Creo en el destino. Más desearía no creer.
He pasado mi vida intentando negarlo y en ese esfuerzo solo lo confirmo.


Recuerdas a Layo, rey de Tebas, aquel a quien el oráculo predijo que concebiría un vástago que sería su verdugo y que cometería incesto con su amada Yocasta. Noches en vela, transcurrió Layo con su cabeza apretada entre sus grandes manos. Desesperado, rogaba que tal atrocidad no pudiese ser. Finalmente las dudas se despejan y solo queda la resolución: El era Layo, rey de Tebas, nacido de la raza de Cadmos y no permitiría que ni los dioses se apropiasen de su destino.
Así le ordeno a su más fiel sirviente que al nacer el príncipe lo arrebatase del lecho de su madre y lo abandonase su suerte en el bosque de Citerón, para que muriese devorado por las fieras. Pero ante el llanto de la criatura, ni la más incuestionable lealtad es suficiente para cometer semejante atrocidad. De ese modo, el sirviente lleva al niño a tierras lejanas, haciéndole creer a su rey que cumplió su encomienda.
¡Pobre Layo! ¡Si hubiese sabido que ignorando al oráculo lo negaba! ¡En tanto negándolo lo concretaba!
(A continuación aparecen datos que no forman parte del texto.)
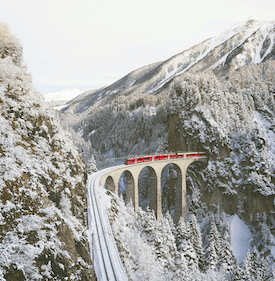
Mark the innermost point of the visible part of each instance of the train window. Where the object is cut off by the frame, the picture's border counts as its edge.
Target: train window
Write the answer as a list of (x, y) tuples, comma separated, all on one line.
[(192, 155)]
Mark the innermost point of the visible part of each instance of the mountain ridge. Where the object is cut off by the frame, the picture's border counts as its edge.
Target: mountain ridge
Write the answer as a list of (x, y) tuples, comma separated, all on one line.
[(224, 53)]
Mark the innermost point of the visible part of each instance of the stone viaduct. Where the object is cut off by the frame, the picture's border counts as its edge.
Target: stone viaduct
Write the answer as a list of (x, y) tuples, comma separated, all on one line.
[(111, 179)]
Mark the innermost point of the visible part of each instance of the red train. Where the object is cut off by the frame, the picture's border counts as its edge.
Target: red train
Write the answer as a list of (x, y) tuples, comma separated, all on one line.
[(151, 158)]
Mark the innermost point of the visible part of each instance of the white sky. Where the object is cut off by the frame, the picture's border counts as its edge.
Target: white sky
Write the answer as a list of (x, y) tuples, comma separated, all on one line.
[(88, 44)]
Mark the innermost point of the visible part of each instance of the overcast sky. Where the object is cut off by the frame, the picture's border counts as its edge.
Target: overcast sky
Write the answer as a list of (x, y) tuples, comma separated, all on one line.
[(89, 44)]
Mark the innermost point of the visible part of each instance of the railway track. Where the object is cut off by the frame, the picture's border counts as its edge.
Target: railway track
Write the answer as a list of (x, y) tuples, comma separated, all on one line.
[(104, 254)]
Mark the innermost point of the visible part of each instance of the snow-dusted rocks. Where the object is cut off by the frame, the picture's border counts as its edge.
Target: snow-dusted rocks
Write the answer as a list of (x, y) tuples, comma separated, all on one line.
[(42, 184)]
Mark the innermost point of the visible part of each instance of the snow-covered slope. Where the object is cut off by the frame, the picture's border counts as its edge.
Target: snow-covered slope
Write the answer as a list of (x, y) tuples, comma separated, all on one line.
[(62, 97), (42, 185), (247, 43)]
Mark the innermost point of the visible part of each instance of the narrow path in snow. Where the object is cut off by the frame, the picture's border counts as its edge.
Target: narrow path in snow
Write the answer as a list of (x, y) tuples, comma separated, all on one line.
[(104, 254)]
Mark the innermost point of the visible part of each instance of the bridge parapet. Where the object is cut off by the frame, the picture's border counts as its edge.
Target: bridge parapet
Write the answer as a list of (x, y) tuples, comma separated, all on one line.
[(132, 172)]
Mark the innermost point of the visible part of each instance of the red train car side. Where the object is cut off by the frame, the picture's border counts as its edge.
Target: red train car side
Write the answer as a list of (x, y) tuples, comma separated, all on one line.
[(178, 155)]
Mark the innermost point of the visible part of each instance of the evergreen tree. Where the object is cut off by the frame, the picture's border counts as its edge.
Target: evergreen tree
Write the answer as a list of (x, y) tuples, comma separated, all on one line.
[(226, 259), (171, 223), (247, 266), (258, 266), (212, 249), (165, 244), (238, 274), (181, 232)]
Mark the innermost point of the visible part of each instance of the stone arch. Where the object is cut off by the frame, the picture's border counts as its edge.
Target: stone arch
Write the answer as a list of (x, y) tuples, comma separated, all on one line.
[(131, 193), (110, 184), (151, 194), (171, 185)]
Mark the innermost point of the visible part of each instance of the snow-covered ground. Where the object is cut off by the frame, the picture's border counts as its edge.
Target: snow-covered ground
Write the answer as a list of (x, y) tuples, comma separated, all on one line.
[(104, 254), (65, 95), (241, 237)]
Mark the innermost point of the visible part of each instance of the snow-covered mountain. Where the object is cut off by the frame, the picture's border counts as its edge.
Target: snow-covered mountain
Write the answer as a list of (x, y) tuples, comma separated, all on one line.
[(42, 182), (250, 42), (62, 97)]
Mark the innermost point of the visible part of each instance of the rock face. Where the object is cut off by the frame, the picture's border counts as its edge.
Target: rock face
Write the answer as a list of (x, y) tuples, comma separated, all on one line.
[(42, 187)]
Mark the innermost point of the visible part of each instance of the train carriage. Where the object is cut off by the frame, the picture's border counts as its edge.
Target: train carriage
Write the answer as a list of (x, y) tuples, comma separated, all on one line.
[(150, 158)]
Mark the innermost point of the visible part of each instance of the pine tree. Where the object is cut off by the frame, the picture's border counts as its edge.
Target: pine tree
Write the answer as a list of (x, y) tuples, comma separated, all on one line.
[(165, 244), (247, 266), (171, 223), (181, 232), (226, 259), (238, 274), (258, 266), (213, 248)]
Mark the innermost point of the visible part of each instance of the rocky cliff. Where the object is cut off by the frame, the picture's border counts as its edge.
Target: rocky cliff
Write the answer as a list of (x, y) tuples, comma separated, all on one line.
[(42, 184)]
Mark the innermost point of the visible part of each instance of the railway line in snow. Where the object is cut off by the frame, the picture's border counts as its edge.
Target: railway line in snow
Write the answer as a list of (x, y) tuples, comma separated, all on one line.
[(104, 254)]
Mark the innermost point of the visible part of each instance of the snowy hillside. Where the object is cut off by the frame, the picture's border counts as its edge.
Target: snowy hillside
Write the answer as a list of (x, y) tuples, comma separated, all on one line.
[(248, 43), (42, 183), (61, 98)]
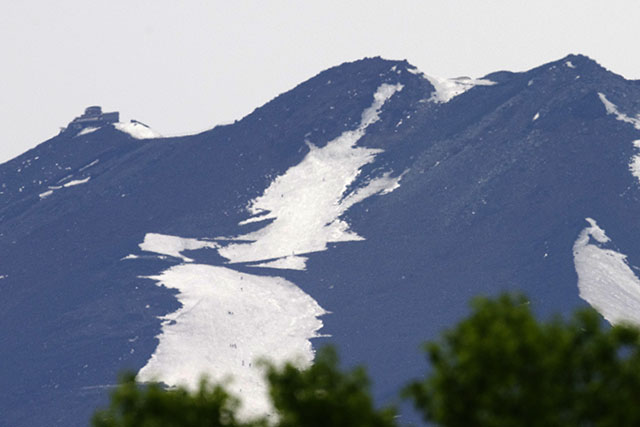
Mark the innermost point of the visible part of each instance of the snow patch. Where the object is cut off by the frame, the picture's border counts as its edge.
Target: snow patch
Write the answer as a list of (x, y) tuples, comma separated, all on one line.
[(307, 201), (173, 245), (87, 130), (605, 278), (137, 130), (634, 164), (77, 182), (95, 162), (286, 263), (447, 89), (45, 194), (613, 109), (228, 320)]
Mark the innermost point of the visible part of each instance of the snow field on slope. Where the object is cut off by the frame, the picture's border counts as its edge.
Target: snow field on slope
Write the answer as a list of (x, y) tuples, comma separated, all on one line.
[(227, 321), (634, 163), (605, 279), (172, 245), (229, 318), (137, 130), (307, 201), (447, 89)]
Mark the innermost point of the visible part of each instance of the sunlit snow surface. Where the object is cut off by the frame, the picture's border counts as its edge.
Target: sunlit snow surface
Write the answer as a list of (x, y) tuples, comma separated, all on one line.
[(173, 245), (634, 163), (613, 109), (137, 130), (605, 279), (228, 319), (87, 131), (447, 89), (307, 201)]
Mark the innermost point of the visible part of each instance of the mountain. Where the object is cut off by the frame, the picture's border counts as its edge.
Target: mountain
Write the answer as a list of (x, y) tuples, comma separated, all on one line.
[(363, 208)]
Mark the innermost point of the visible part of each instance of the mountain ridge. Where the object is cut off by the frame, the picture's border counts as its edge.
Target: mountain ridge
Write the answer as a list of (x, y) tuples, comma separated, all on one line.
[(433, 203)]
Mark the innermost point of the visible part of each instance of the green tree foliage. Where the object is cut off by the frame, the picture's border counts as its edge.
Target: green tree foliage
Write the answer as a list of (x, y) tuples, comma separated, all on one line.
[(153, 406), (323, 396), (501, 367), (498, 367)]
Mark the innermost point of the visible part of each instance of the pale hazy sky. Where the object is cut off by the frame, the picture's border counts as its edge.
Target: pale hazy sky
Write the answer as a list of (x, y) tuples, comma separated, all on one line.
[(184, 66)]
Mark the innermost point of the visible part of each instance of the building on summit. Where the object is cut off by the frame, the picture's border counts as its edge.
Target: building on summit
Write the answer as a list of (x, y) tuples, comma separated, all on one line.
[(93, 117)]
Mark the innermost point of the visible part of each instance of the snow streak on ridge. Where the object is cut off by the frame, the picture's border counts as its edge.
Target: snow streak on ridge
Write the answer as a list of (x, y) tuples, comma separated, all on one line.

De este modo, el joven príncipe terminaría en manos de Pólibo, rey de Corinto y su Reina Mérope, cuyo vientre había resultado incapaz de concebir. Estos vieron al niño como un don de los dioses y por ello le criaron como si ellos mismos lo hubiesen concebido. Pasaron los años y el niño, a quien dieron por nombre Edipo, se hizo hombre. Una vez visitando Delfos, le hacen saber que la pitonisa le deseaba ver. Ya en su presencia esta le presagia que el habría de matar a su padre y yacer en el mismo lecho que su madre. Libido ante semejante destino, abandona la cueva de la pitonisa. El amaba a los reyes de Corinto, a quienes creía sus padres, y de ningún modo, deseaba cometer tal atrocidad en contra de ellos. Decidido a negar este oráculo, juro no volver nunca más a Corinto.

¡Pobre Edipo! ¡Si hubiese sabido que ignorando al oráculo lo negaba! ¡En tanto negándolo lo concretaba!

En sus errar, Edipo se cruza en un camino angosto con un carro y su sequito. Aquel que iba en el carro le exige que se aparte del camino, pues todo aquello hasta donde se alcanza a ver, le pertenece. Indignado ante tanta arrogancia, Edipo, sin siquiera saber que estaba parado ante Layo, rey de Tebas, y que este era su verdadero padre, lo enfrento matándolo a el y a todo su sequito.

¡Pobre Layo! ¡Pobre Edipo! ¡Cual juguetes del destino, cuanto han hecho para negar tan funesto oráculo y en su danza solo lo han concretado!


Tras muchas correrías, Edipo llega a Tebas y tras librarla del azote de la Esfinge, hembra terrible que devoraba a los hombres carentes de la gnosis necesaria para responder sus enigmas, gano el derecho de desposar a la reina viuda, Yocasta y regir sobre Tebas en lugar del difunto Layo. Pasaron los años, Edipo reino en paz y de su unión con Yocasta cuatro vástagos nacieron.

Pero una peste se abatió sobre Tebas y Edipo, el salvador de Tebas nada podía hacer. En pos de una solución a tan terrible plaga, Edipo hace traer a Tiresias, el adivino y este le indico que una maldición ha caido sobre Tebas porque Edipo, que se sienta en el trono de Layo y ha desposado a su reina viuda, es el asesino de Layo, pero también su vástago. Yocasta, horrorizada al entender el sacrilegio que ha cometido, abandona la estancia y en sus habitaciones se ahorca con su propia túnica. Edipo, al hallarla, comprende que al intentar evitar ese funesto oráculo, solo ha corrido hacia el. Arrebatado de dolor, toma los broches de Yocasta y se vacía las cuencas de los ojos. Cegado a si mismo, abandono el
palacio y deambulando por las calles de Tebas gritaba:

¡Oíd Tebas! ¡Oídme Bien!
¡Oíd bien a Edipo, aquel que creyó burlar al destino!
¡Solo aquel ciego al destino puede creerse dueño de este!
¡Solo aquel ciego al destino puede ser libre!